The world is a totally connected and smaller place now; radio stations stream their shows online and Facebook, Myspace, Twitter and your website give you a worldwide reach and a much bigger potential audience. Devon and Brisbane are 1000s of miles apart physically but online they might as well be next to each other!

So, this all sounds great, what’s the problem? Well, despite it being easy to get music “out there”, I think we need to work a lot harder these days as it’s easy for *everyone* to make their music available. You could have the best tune in the world but how would anyone know?
  
The rate of change is challenging too. A few years ago Myspace was all the rage; a single place to interact with fans, friends, bands, etc., and I used it loads in conjunction with the band’s (both in Too Hot and The Simmertones) website and email mailing list.
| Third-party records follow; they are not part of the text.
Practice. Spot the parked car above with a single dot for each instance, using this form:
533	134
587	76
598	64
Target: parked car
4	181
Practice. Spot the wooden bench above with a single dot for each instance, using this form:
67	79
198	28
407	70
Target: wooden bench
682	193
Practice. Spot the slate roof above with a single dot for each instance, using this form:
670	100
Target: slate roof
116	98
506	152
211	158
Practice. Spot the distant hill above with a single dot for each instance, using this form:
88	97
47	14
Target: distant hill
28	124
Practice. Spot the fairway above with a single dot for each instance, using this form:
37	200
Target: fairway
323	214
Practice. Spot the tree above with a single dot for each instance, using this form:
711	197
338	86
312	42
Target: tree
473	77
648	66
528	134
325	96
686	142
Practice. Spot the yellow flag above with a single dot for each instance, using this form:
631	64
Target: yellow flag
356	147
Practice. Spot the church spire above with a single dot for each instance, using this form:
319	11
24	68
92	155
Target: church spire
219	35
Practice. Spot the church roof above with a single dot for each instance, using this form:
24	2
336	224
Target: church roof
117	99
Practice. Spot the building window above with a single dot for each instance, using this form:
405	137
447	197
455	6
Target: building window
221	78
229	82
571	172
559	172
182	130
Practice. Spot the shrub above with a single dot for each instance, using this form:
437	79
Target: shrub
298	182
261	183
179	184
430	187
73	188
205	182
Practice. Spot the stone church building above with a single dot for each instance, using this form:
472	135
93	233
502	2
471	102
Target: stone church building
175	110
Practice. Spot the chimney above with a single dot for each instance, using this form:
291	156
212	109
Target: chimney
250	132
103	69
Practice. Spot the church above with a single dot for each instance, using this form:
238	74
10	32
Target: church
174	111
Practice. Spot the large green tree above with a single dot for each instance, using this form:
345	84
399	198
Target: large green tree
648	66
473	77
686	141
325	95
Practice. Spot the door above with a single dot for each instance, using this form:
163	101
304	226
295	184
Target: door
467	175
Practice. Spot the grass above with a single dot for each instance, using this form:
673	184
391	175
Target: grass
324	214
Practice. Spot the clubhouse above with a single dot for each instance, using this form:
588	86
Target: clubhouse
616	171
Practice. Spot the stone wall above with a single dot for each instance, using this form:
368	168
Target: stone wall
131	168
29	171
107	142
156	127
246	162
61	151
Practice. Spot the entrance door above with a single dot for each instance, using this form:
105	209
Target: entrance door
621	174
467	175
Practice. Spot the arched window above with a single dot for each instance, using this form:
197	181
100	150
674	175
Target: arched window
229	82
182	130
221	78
Myspace is now a lonely, lonely place; I don’t even get spam from it any more!

Facebook is big but it’s not as efficient for bands; your “friends” and “likers” need to be looking for something from you or be online when you post it or it will get missed in the “timeline”, unless of course it’s reposted by everyone.

A Youtube channel where we you can host your videos (or songs with a simple photo attached) is very useful. I set up a channel for The Simmertones a few years ago and it was very successful for the band, particularly with a “video” I put together to accompany the reworking of the Doctor Who theme off the first album. We also made a few proper videos too. If you’d told me a few years back we would have done a music video I would have laughed at you as that was just for signed, bigger bands but….times change!
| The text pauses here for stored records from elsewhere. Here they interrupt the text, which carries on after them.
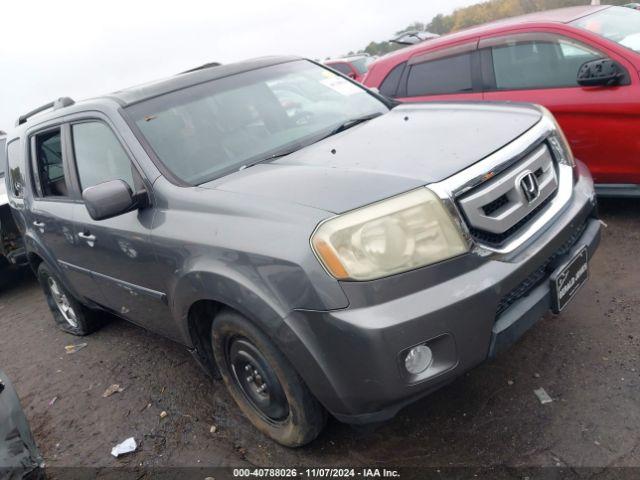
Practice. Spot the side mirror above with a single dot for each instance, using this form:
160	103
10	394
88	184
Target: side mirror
601	73
110	199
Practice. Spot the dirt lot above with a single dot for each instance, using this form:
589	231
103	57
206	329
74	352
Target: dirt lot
586	359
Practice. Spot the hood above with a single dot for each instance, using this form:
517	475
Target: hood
410	146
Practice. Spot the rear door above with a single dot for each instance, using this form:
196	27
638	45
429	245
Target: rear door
601	123
443	75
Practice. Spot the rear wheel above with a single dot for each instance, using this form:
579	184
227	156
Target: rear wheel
68	313
263	383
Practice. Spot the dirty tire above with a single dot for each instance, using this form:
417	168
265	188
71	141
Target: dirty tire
305	417
71	317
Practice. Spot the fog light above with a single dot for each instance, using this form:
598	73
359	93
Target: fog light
418	359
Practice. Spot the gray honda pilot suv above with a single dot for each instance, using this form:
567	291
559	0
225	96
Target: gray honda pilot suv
324	250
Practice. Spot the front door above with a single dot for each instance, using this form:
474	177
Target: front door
601	123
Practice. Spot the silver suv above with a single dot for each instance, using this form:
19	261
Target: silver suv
323	249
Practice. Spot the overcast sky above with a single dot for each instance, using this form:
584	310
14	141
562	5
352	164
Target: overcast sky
81	48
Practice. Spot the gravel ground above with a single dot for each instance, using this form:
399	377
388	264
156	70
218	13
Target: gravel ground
586	359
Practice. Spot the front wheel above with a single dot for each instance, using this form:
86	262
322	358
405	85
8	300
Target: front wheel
263	383
69	315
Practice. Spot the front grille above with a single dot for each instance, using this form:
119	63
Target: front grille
540	274
498	208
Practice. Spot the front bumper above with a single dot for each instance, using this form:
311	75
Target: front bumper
467	310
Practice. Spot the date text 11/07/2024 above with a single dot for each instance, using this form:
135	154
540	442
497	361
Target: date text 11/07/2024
316	473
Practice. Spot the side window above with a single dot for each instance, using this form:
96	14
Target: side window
442	76
549	62
49	163
16	181
99	155
389	86
342	68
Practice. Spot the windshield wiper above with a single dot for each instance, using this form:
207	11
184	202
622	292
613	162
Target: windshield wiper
351	123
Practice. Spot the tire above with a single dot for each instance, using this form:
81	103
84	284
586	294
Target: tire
286	411
69	315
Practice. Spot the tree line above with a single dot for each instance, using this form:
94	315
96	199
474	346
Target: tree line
475	15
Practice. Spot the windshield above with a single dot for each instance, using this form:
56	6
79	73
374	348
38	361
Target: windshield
209	130
620	24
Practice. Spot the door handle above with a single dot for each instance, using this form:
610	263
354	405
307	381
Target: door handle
87	237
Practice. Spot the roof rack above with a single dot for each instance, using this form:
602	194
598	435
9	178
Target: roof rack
57	104
201	67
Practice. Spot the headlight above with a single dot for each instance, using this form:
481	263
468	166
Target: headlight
396	235
559	143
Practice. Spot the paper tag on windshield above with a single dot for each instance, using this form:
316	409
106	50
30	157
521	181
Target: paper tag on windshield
340	85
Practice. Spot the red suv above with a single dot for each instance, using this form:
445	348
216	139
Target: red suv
582	63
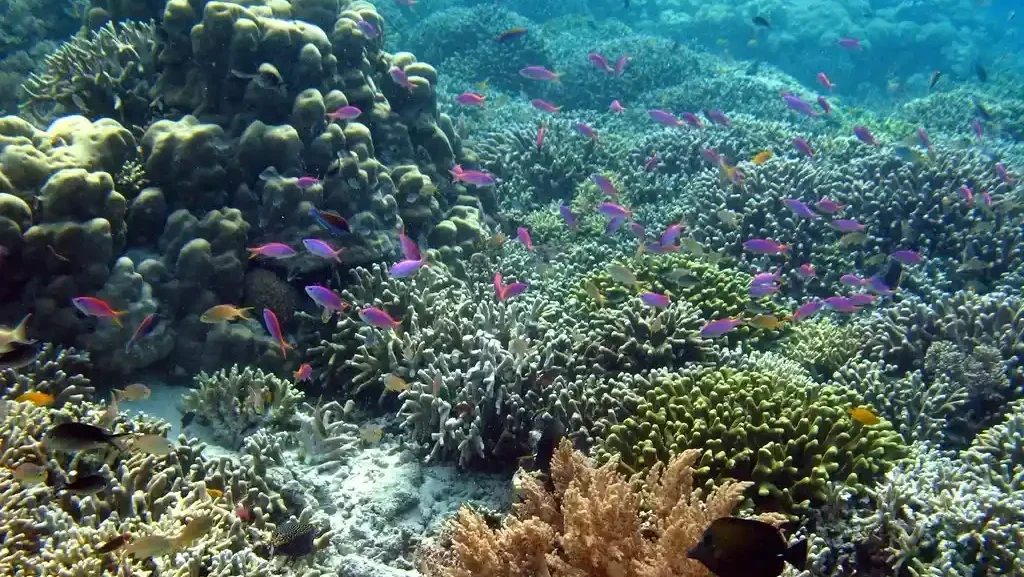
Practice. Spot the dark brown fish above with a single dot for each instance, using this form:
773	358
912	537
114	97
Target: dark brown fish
20	355
743	547
114	544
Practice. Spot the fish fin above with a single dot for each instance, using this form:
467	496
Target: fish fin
18	334
797	554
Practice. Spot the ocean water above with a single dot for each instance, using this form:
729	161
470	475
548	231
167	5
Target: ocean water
470	288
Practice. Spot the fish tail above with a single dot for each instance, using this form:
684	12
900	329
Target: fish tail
19	335
797	554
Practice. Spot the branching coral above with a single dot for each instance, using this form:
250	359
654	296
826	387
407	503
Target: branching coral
236	403
595	524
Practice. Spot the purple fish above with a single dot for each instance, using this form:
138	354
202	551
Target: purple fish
379	319
404	269
841	304
799	105
847	225
864	135
586	130
325	297
322	249
570	219
410	250
664	117
654	299
717	117
807	310
271	250
476	177
369	29
604	183
803	146
539	73
613	224
907	256
720	327
800	209
862	298
765	246
760	291
613	210
851	280
344	113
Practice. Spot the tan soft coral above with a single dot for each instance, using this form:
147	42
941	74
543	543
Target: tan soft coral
597	523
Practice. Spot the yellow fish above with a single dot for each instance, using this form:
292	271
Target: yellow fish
863	416
224	313
394	383
36	398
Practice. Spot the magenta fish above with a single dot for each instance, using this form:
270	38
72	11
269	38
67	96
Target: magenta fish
586	130
664	117
717	117
322	249
807	310
599	62
604	184
849	43
471	99
800	209
803	146
475	177
846	225
145	328
823	102
765	246
378	318
613	210
344	113
828	206
907	256
864	135
404	269
273	327
539	73
720	327
570	219
399	77
523	236
621	65
271	250
654	299
651	162
544	106
325	297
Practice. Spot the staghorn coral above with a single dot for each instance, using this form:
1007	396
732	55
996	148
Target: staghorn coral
237	402
595	523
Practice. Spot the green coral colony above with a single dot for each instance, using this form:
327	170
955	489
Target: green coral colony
279	297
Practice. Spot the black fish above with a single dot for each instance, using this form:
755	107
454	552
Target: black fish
293	539
743	547
75	437
85	485
20	355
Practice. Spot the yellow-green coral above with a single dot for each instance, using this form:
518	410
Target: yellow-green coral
790	440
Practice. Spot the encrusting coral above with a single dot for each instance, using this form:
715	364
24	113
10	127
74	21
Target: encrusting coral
595	523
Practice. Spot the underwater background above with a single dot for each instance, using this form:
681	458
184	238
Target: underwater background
495	288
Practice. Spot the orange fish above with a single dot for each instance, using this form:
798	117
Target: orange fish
224	313
36	398
863	416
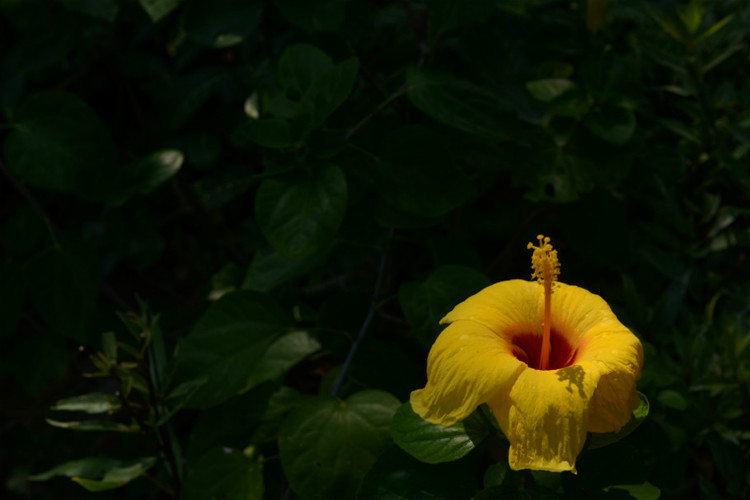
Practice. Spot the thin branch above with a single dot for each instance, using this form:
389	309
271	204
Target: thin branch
57	234
398	93
363	329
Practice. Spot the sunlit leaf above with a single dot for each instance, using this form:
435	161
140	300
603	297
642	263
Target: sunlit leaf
225	473
226	344
326	445
300	213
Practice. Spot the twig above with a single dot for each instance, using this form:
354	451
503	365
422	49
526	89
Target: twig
363	329
398	93
57	234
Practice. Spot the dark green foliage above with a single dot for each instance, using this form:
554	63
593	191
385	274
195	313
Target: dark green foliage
303	189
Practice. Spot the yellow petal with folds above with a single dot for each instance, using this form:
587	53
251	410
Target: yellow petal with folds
467	364
545	416
619	357
513	304
576	312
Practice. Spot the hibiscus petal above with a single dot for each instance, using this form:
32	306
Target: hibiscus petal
509	305
619	356
545	416
466	365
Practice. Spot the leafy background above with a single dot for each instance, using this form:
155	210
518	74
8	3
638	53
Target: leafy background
277	179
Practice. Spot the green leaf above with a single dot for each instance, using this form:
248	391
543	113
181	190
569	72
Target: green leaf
223	473
315	17
63	285
447	15
549	89
417	173
226	344
301	212
461	104
613	123
222	23
398	476
300	65
597	440
100	9
433	443
58	142
715	28
425	304
95	426
269	269
149	173
327	444
287	351
645	491
158	9
90	403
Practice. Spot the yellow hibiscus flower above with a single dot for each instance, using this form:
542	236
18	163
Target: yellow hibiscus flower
551	360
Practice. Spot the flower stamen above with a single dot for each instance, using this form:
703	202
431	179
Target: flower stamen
546	270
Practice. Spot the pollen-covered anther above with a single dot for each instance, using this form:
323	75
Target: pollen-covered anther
544	261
So, Twitter, hmmm. I was using it for The Simmertones and I can see how it might work for bands but it's very much a "right here, right now" medium, unless of course you get retweeted and/or followed by millions!

This leads us to my last point and what is perhaps the biggest problem for bands these days; all bands, whatever level they’re at. I first wrote “record buying public” rather than “listener” when I was writing this but does that apply anymore? The internet and other technologies have made it so easy for people to get your music for free. Some do it maliciously, knowing that they’re avoiding buying your songs - the songs that you’ve spent money recording, producing, mastering and pressing. Others do it more innocently, thinking that they’re helping you spread the word or that giving a copy to a friend or hosting it on a filesharing ‘site is okay; “It doesn’t hurt, they’re selling loads, what does one copy matter?

Actually yes, it does matter; it’s our intellectual and artistic property! We want people to hear it, sure, but on our terms. We want to be able to decide when we can afford to give something away for nothing. When we're in the position where we can write it off and recoup costs on a stadium tour or by selling a pile of t-shirts......

Okay, rant over but I hope you get my drift. If we all share music without a thought for the bands and singers then maybe we won’t have those band and singers around. Support them by listening to them legally whenever possible. Share the things the bands want you to share and please, please, please pay for that tune!

* Yep, the proper version of Chnages off Black Sabbath 4, not Ozzy Kelly's sickly remake

2 comments:

  1. Nice post Rich, you didn't mention internet radio though. As mainstream radio seems to have an irrational terror of anything new & interesting I think more people are turning to web-radio to find new music, that's certainly how I got into it.